In line with other international security standards like the NIST framework, Cyber Essentials is a fantastic approach for those wanting to better understand their organisation’s cybersecurity defenses and the best practices for improving it.

A UK Small Business is hacked every 19 seconds

Small UK businesses bear the brunt of cyberattacks according to the latest industry reports. SecureTeam have crunched the numbers and put together an InfoGraphic which depicts how cybercrime is impacting UK small business. They have concluded UK small businesses are targeted with 65,000 cyberattacks per day, with one small business hacked every 19 seconds!

As expected, email is by far the most commonly used attack vector, and the security posture of small businesses is not sufficiently robust enough to withstand cyberattacks, knowledge which the cybercriminals clearly understand.

NCSC Cyber Essentials Scheme to be Streamlined

The UK National Cyber Security Centre (NCSC) CyberEssentials Scheme is to be streamlined from 1^st April 2020, with IASME named as sole partner.

It will become easier for UK businesses to protect themselves from the most common cyber-attacks as the UK government-backed cybersecurity scheme is streamlined.

• The Cyber Essentials Scheme is supported by the UK government to help businesses guard against the most common cyber threats.
• Over 30,000 UK businesses have gained Cyber Essentials certification since its launch in 2014 and this number is growing year on year.
• Naming IASME as the sole Cyber Essentials partner will streamline and grow the Scheme and ensure it keeps pace with the changing nature of the cybersecurity threat.

Cyber Essentials Scheme launched in 2014

Since its launch in 2014 the Cyber Essentials Scheme has helped to protect over 30,000 UK businesses from the most common cyber-threats. NCSC and IASME are committed to growing the Scheme, recognising its role in helping to make the UK one of the safest places to live and do business online.

The Cyber Essentials Scheme was developed to protect organisations against low-level “commodity threats”. It focuses on the five most important technical security controls that businesses should have in place to prevent malicious attacks. These controls were identified by the government as those that, if they had been in place, would have stopped the majority of the successful cyber-attacks over the last few years.

The success of Cyber Essentials Scheme means that it remains at the heart of the UK Government’s National Cyber Security Strategy, but an extensive consultation process highlighted the need to evolve the Scheme.

Since its launch, Cyber Essentials has been delivered through multiple Accreditation Bodies and their respective Certification Bodies. In order to simplify the customer experience and improve consistency, the NCSC have appointed a single Cyber Essentials partner to take over running the Scheme from 1^st April 2020. This will make the Scheme easier to run on a day to day basis and streamline the development process to ensure Cyber Essentials remains relevant. From now until 1^st April 2020 the Scheme will be  very much business as usual with organisations able to gain accreditation from all five Accreditation Bodies.

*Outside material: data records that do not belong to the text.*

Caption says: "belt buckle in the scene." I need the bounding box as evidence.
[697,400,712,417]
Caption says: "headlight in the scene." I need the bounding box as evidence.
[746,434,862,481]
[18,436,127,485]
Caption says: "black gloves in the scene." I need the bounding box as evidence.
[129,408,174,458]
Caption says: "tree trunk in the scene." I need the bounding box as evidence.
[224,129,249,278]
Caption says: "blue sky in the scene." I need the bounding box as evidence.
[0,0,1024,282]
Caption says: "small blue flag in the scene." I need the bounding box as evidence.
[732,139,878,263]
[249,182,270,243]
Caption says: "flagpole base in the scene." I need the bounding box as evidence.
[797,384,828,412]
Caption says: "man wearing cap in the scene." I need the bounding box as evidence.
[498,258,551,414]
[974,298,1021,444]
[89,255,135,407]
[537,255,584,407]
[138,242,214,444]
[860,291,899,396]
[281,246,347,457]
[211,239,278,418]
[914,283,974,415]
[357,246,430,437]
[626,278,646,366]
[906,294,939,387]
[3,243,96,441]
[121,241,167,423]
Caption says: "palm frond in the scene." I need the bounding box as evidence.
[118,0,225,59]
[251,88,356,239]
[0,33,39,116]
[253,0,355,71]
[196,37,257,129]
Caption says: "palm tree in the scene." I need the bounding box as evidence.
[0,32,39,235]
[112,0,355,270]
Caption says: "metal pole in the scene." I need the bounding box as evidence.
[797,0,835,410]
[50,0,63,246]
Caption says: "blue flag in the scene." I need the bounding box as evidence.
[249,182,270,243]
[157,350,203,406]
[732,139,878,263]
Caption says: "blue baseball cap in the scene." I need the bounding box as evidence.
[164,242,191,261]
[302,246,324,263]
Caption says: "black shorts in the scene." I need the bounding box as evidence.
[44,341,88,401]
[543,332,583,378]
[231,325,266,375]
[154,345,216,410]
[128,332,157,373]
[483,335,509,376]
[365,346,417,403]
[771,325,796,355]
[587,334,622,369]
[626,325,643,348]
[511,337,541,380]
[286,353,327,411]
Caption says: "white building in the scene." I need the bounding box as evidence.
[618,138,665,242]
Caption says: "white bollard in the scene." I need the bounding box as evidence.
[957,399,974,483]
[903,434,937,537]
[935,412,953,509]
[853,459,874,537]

The current Certification Bodies have been instrumental in the success of the Cyber Essentials Scheme. Existing Certification Bodies will be encouraged to apply to the new Cyber Essentials Partner to continue to provide Cyber Essentials as part of the revised scheme. The Scheme also welcomes new Certification Bodies or anyone from the cyber security industry interested in promoting the Scheme.

IASME Chief Executive, Dr Emma Philpott, MBE, said: “We are extremely excited about the prospect of working in partnership with the NCSC to develop and grow the Cyber Essentials scheme. We have seen such a positive effect already over the last 5 years where Cyber Essentials has increased the basic levels of security across all sectors. We are so pleased that we can be part of the future developments, working closely with the excellent Certification Bodies, trade bodies, police and other key stakeholders, to ensure further growth of the scheme.”

Anne W, NCSC Head of Commercial Assurance Services, added: “The NCSC is looking forward to working in partnership with the IASME team to ensure that the scheme continues to evolve and meet the cyber security challenges of tomorrow; a scheme that puts cyber security within reach of the vast majority of UK organisations.”

43% of Cybercrimes Target Small Businesses - Are You Next?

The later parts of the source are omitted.